Municípios da fronteira poderão formar consórcio para criar aterro sanitário conjunto

Proposta foi debatida durante encontro promovido pelo Ministério Público Estadual em parceria com o Tribunal de Contas do Estado

Encontro promovido pelo Ministério Público Estadual reuniu prefeitos e vereadores dos municípios da fronteira.

A Câmara Municipal de Ponta Porã sediou, na última sexta-feira, 26 de novembro, um evento promovido pelo Ministério Público Estadual sobre a criação de mecanismos legais para que as prefeituras possam resolver o problema da coleta e destinação de resíduos sólidos (lixo).

Prefeitos atuais e também prefeito eleitos, além de vereadores, participaram do encontro que contou para a presença do engenheiro Fernando Bernardes, do Tribunal de Contas do Estado de Mato Grosso do Sul.
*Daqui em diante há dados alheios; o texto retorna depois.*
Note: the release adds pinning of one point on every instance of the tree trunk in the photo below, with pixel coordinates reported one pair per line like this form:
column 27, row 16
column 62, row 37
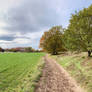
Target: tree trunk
column 89, row 53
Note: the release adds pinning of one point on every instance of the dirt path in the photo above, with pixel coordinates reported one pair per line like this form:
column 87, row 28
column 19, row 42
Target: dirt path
column 56, row 79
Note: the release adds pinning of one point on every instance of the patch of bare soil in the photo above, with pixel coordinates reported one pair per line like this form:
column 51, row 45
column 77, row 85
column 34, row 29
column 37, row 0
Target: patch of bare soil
column 56, row 79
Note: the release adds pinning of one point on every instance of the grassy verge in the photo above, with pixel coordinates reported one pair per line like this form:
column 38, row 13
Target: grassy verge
column 19, row 71
column 79, row 66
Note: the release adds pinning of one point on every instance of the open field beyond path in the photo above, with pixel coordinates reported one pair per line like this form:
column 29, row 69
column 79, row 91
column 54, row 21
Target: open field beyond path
column 56, row 79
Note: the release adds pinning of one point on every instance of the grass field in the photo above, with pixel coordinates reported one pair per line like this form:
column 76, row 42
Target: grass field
column 79, row 66
column 19, row 71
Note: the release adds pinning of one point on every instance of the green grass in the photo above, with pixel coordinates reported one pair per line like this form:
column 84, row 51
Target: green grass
column 19, row 71
column 80, row 68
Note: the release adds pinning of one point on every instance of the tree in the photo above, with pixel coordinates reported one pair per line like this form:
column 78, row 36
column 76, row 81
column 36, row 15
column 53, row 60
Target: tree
column 51, row 41
column 78, row 35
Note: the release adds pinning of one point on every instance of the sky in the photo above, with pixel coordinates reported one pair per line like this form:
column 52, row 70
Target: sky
column 22, row 22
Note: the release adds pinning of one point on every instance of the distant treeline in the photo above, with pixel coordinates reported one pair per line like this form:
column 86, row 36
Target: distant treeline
column 19, row 49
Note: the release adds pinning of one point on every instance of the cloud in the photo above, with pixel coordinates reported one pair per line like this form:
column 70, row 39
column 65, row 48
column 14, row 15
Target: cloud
column 32, row 16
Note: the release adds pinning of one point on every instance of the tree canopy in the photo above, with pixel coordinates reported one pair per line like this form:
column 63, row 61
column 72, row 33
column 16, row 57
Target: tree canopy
column 78, row 35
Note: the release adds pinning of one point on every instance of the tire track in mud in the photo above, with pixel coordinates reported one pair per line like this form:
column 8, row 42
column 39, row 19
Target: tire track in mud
column 56, row 79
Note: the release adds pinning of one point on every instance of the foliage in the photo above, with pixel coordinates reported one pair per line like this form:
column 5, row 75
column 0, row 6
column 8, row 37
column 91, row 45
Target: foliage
column 51, row 40
column 78, row 35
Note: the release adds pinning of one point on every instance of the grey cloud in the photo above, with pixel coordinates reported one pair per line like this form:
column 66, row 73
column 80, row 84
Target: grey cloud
column 32, row 16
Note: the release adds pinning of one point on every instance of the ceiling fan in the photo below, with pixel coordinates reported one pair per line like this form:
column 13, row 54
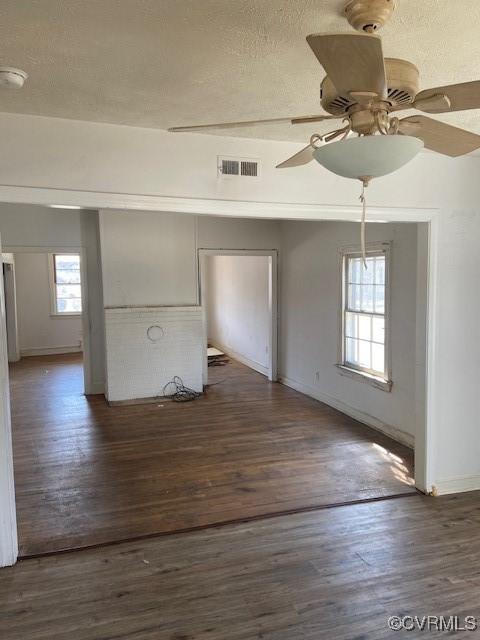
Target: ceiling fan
column 366, row 91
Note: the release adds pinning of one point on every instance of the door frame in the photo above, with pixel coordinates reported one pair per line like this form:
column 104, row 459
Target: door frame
column 272, row 255
column 425, row 442
column 86, row 337
column 13, row 347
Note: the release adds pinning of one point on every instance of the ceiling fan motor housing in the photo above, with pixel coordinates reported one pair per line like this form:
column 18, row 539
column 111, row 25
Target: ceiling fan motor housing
column 403, row 83
column 369, row 15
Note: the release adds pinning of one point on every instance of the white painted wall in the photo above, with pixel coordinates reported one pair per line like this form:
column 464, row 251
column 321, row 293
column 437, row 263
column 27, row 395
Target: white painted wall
column 39, row 331
column 148, row 259
column 310, row 294
column 237, row 307
column 50, row 157
column 10, row 291
column 26, row 226
column 8, row 520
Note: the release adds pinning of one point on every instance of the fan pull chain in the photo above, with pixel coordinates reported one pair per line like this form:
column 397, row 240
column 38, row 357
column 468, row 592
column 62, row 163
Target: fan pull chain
column 363, row 200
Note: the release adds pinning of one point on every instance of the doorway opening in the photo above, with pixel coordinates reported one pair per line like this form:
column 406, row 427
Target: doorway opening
column 44, row 325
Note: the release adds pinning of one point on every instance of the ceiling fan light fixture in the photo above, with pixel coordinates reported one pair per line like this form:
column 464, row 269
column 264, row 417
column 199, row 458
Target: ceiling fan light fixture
column 368, row 156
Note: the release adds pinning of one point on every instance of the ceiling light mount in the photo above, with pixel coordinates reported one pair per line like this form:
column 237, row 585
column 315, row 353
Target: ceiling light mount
column 12, row 78
column 369, row 16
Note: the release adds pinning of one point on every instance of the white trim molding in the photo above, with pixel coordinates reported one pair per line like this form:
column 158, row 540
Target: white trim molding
column 209, row 206
column 231, row 353
column 392, row 432
column 271, row 369
column 456, row 485
column 50, row 351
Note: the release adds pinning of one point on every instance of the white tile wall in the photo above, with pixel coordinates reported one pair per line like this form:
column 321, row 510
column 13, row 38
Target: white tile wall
column 147, row 346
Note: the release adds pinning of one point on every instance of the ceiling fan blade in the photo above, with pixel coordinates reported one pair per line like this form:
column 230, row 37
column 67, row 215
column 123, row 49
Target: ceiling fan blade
column 456, row 97
column 353, row 61
column 302, row 157
column 440, row 137
column 249, row 123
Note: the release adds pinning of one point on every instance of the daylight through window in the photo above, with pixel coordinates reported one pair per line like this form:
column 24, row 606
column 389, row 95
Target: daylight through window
column 364, row 320
column 67, row 284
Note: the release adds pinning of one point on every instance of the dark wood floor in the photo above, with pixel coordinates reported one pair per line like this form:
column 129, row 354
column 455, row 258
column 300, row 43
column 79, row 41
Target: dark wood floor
column 335, row 574
column 87, row 473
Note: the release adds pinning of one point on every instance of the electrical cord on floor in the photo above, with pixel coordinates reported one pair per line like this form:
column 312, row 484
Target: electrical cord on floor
column 181, row 393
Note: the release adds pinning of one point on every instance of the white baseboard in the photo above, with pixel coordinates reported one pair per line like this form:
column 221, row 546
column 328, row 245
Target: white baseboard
column 392, row 432
column 96, row 388
column 456, row 485
column 256, row 366
column 50, row 351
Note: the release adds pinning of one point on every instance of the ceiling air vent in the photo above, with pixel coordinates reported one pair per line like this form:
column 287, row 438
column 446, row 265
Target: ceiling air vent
column 238, row 167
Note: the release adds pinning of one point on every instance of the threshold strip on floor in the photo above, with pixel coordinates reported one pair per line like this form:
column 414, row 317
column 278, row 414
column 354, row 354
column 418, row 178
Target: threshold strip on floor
column 218, row 525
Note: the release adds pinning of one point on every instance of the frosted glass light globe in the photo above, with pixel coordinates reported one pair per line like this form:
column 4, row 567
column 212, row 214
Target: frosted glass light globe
column 368, row 156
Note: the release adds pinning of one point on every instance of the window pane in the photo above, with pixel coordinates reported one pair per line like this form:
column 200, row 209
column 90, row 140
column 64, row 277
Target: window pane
column 67, row 261
column 367, row 298
column 354, row 270
column 69, row 291
column 368, row 273
column 380, row 270
column 69, row 305
column 351, row 325
column 67, row 276
column 378, row 358
column 380, row 298
column 378, row 330
column 364, row 327
column 354, row 299
column 351, row 350
column 364, row 354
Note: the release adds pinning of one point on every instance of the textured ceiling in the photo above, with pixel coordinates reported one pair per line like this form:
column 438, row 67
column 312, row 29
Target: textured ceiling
column 161, row 63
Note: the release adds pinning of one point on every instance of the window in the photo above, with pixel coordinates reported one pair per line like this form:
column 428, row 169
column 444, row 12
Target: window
column 365, row 313
column 66, row 284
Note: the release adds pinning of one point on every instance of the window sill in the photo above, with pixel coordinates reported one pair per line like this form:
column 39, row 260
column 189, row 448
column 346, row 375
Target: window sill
column 66, row 315
column 362, row 376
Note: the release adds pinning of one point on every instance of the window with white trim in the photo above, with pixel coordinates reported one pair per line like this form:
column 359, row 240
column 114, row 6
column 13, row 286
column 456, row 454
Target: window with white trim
column 66, row 284
column 365, row 313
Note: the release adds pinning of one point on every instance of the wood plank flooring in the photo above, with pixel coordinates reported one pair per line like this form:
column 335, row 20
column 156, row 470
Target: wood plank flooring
column 88, row 474
column 335, row 574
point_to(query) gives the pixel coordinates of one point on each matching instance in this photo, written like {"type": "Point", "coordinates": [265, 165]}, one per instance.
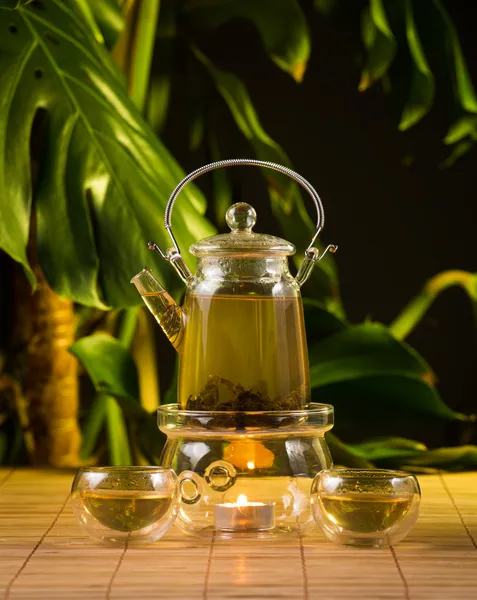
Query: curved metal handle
{"type": "Point", "coordinates": [312, 255]}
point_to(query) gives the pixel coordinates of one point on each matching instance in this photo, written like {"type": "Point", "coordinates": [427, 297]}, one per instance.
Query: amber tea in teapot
{"type": "Point", "coordinates": [240, 332]}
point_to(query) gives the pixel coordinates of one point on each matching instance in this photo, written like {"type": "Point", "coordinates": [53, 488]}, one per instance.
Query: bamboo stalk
{"type": "Point", "coordinates": [51, 384]}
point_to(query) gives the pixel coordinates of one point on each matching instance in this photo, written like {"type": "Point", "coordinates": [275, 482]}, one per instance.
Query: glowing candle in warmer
{"type": "Point", "coordinates": [244, 515]}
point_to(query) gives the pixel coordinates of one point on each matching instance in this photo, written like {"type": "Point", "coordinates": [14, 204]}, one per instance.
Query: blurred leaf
{"type": "Point", "coordinates": [105, 178]}
{"type": "Point", "coordinates": [367, 374]}
{"type": "Point", "coordinates": [325, 7]}
{"type": "Point", "coordinates": [465, 95]}
{"type": "Point", "coordinates": [460, 129]}
{"type": "Point", "coordinates": [422, 83]}
{"type": "Point", "coordinates": [281, 24]}
{"type": "Point", "coordinates": [109, 365]}
{"type": "Point", "coordinates": [345, 455]}
{"type": "Point", "coordinates": [464, 88]}
{"type": "Point", "coordinates": [320, 323]}
{"type": "Point", "coordinates": [113, 373]}
{"type": "Point", "coordinates": [388, 448]}
{"type": "Point", "coordinates": [457, 458]}
{"type": "Point", "coordinates": [362, 351]}
{"type": "Point", "coordinates": [459, 150]}
{"type": "Point", "coordinates": [118, 440]}
{"type": "Point", "coordinates": [379, 41]}
{"type": "Point", "coordinates": [412, 314]}
{"type": "Point", "coordinates": [287, 203]}
{"type": "Point", "coordinates": [161, 78]}
{"type": "Point", "coordinates": [384, 403]}
{"type": "Point", "coordinates": [93, 425]}
{"type": "Point", "coordinates": [141, 50]}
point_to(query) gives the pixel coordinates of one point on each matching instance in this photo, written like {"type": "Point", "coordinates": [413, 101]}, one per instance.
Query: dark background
{"type": "Point", "coordinates": [396, 225]}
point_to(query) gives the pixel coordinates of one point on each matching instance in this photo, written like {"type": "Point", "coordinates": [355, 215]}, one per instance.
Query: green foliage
{"type": "Point", "coordinates": [421, 93]}
{"type": "Point", "coordinates": [286, 37]}
{"type": "Point", "coordinates": [285, 198]}
{"type": "Point", "coordinates": [113, 373]}
{"type": "Point", "coordinates": [379, 41]}
{"type": "Point", "coordinates": [101, 179]}
{"type": "Point", "coordinates": [385, 25]}
{"type": "Point", "coordinates": [104, 177]}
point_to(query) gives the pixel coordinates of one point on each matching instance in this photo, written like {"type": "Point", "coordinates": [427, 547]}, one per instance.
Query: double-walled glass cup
{"type": "Point", "coordinates": [361, 507]}
{"type": "Point", "coordinates": [125, 504]}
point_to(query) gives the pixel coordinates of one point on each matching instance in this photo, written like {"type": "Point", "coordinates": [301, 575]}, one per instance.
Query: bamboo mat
{"type": "Point", "coordinates": [43, 554]}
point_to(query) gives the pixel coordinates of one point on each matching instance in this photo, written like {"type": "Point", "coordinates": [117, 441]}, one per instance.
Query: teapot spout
{"type": "Point", "coordinates": [162, 306]}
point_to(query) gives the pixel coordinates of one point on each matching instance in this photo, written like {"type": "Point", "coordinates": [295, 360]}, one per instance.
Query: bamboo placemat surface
{"type": "Point", "coordinates": [43, 554]}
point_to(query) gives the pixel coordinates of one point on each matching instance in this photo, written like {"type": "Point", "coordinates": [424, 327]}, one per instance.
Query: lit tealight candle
{"type": "Point", "coordinates": [244, 515]}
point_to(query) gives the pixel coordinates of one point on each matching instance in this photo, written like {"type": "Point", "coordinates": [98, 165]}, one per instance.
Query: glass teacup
{"type": "Point", "coordinates": [119, 504]}
{"type": "Point", "coordinates": [361, 507]}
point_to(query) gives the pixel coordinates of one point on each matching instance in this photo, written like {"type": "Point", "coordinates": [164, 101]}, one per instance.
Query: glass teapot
{"type": "Point", "coordinates": [240, 332]}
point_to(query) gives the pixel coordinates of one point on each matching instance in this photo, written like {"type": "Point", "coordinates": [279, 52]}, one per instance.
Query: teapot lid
{"type": "Point", "coordinates": [241, 218]}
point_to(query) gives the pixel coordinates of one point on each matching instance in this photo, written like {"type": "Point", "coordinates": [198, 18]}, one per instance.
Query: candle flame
{"type": "Point", "coordinates": [242, 500]}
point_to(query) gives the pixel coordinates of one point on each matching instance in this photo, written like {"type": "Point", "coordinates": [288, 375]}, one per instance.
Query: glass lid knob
{"type": "Point", "coordinates": [241, 217]}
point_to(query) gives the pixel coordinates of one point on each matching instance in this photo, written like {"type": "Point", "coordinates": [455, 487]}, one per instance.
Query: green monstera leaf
{"type": "Point", "coordinates": [104, 178]}
{"type": "Point", "coordinates": [286, 201]}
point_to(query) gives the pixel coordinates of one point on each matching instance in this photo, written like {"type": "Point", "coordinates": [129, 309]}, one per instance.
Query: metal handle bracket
{"type": "Point", "coordinates": [312, 255]}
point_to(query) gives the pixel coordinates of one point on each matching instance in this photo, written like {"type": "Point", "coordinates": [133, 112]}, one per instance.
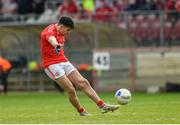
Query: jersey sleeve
{"type": "Point", "coordinates": [48, 34]}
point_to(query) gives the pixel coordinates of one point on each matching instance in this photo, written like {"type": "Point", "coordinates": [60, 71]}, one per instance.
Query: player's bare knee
{"type": "Point", "coordinates": [71, 91]}
{"type": "Point", "coordinates": [83, 83]}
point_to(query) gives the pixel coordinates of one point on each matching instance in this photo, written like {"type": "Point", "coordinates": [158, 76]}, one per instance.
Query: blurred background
{"type": "Point", "coordinates": [116, 44]}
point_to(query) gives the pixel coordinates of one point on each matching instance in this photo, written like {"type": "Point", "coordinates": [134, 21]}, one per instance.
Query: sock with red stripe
{"type": "Point", "coordinates": [100, 103]}
{"type": "Point", "coordinates": [81, 110]}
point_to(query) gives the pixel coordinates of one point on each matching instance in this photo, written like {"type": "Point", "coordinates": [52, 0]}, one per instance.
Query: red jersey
{"type": "Point", "coordinates": [47, 50]}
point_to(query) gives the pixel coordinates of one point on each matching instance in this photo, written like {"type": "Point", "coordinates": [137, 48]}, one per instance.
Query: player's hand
{"type": "Point", "coordinates": [57, 49]}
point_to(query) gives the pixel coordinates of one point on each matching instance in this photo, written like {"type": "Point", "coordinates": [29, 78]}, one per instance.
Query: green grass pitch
{"type": "Point", "coordinates": [47, 108]}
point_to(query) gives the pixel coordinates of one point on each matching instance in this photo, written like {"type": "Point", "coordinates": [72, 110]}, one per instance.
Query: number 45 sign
{"type": "Point", "coordinates": [101, 60]}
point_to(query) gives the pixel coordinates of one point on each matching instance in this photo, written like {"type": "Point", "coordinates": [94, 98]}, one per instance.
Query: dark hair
{"type": "Point", "coordinates": [66, 21]}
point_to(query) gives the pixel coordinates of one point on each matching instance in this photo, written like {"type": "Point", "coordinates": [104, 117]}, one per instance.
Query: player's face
{"type": "Point", "coordinates": [64, 30]}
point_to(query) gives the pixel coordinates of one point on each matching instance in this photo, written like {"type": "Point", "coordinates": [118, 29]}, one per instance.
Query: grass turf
{"type": "Point", "coordinates": [47, 108]}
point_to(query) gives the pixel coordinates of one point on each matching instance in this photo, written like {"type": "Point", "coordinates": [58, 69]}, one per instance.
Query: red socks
{"type": "Point", "coordinates": [81, 110]}
{"type": "Point", "coordinates": [100, 103]}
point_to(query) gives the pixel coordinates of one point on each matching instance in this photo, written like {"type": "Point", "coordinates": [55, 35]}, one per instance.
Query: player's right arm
{"type": "Point", "coordinates": [52, 40]}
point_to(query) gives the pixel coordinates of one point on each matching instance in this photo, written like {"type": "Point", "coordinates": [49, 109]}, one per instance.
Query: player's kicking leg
{"type": "Point", "coordinates": [76, 78]}
{"type": "Point", "coordinates": [66, 84]}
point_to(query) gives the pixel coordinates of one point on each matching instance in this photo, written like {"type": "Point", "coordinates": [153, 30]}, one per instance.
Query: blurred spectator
{"type": "Point", "coordinates": [149, 5]}
{"type": "Point", "coordinates": [69, 7]}
{"type": "Point", "coordinates": [8, 9]}
{"type": "Point", "coordinates": [88, 5]}
{"type": "Point", "coordinates": [5, 67]}
{"type": "Point", "coordinates": [38, 6]}
{"type": "Point", "coordinates": [25, 6]}
{"type": "Point", "coordinates": [118, 5]}
{"type": "Point", "coordinates": [132, 5]}
{"type": "Point", "coordinates": [171, 11]}
{"type": "Point", "coordinates": [159, 5]}
{"type": "Point", "coordinates": [177, 6]}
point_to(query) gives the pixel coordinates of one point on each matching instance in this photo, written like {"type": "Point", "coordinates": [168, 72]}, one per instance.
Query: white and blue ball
{"type": "Point", "coordinates": [123, 96]}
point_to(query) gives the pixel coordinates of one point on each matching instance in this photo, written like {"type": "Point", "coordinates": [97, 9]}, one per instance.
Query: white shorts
{"type": "Point", "coordinates": [55, 71]}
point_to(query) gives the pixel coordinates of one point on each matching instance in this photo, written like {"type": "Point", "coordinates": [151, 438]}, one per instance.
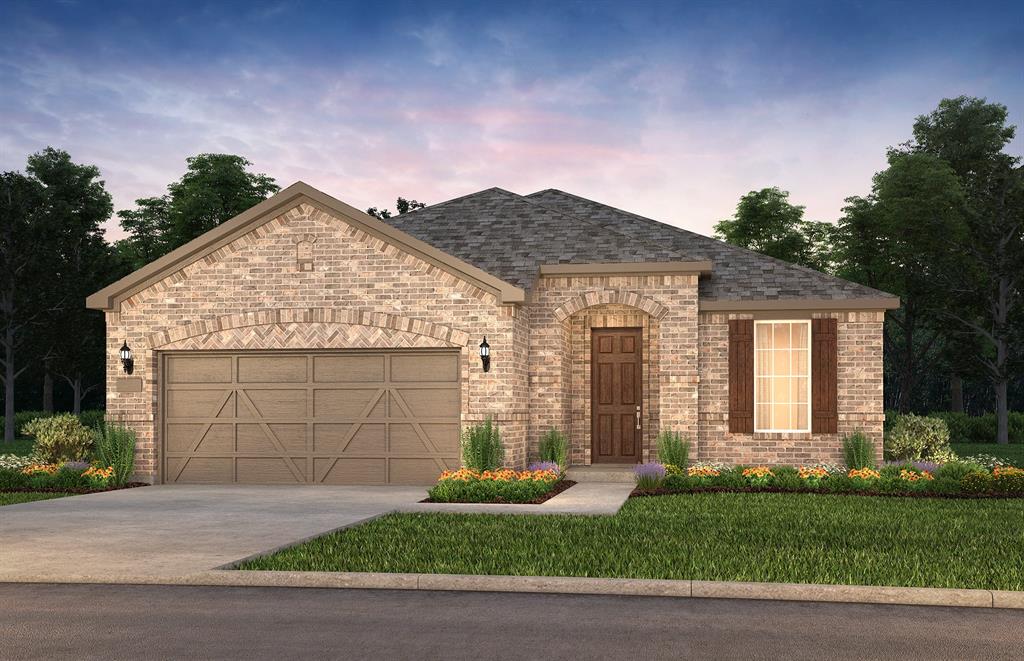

Durante o encontro, o promotor Gabriel Rodrigues Alves, fez uma explanação sobre a atual situação dos municípios da região, frisando a necessidade de criação de um aterro sanitário consorciado pelas prefeituras. O objetivo é encontrar uma solução conjunta para a destinação dos resíduos sólidos coletados diariamente pelas prefeituras.

Um dos temas bastante debatidos foi no tocante à cobrança de taxa específica para custear o serviço de coleta e destinação do lixo nestes municípios. Em Ponta Porã esta taxa já existe e, pelo que foi exposto durante a reunião, deverá passar por modificações para que os valores cobrados sejam considerados justos sem prejuízo da realização do serviço de coleta por parte da prefeitura.

O prefeito eleito de Ponta Porã, Hélio Peluffo Filho, o vice-prefeito eleito Caio Augusto, o atual prefeito Ludimar Novais, bem como prefeitos atuais e os eleitos dos municípios de Antônio João, Aral Moreira participaram do encontro. Os vereadores atuais e os eleitos de Ponta Porã e demais municípios também participaram.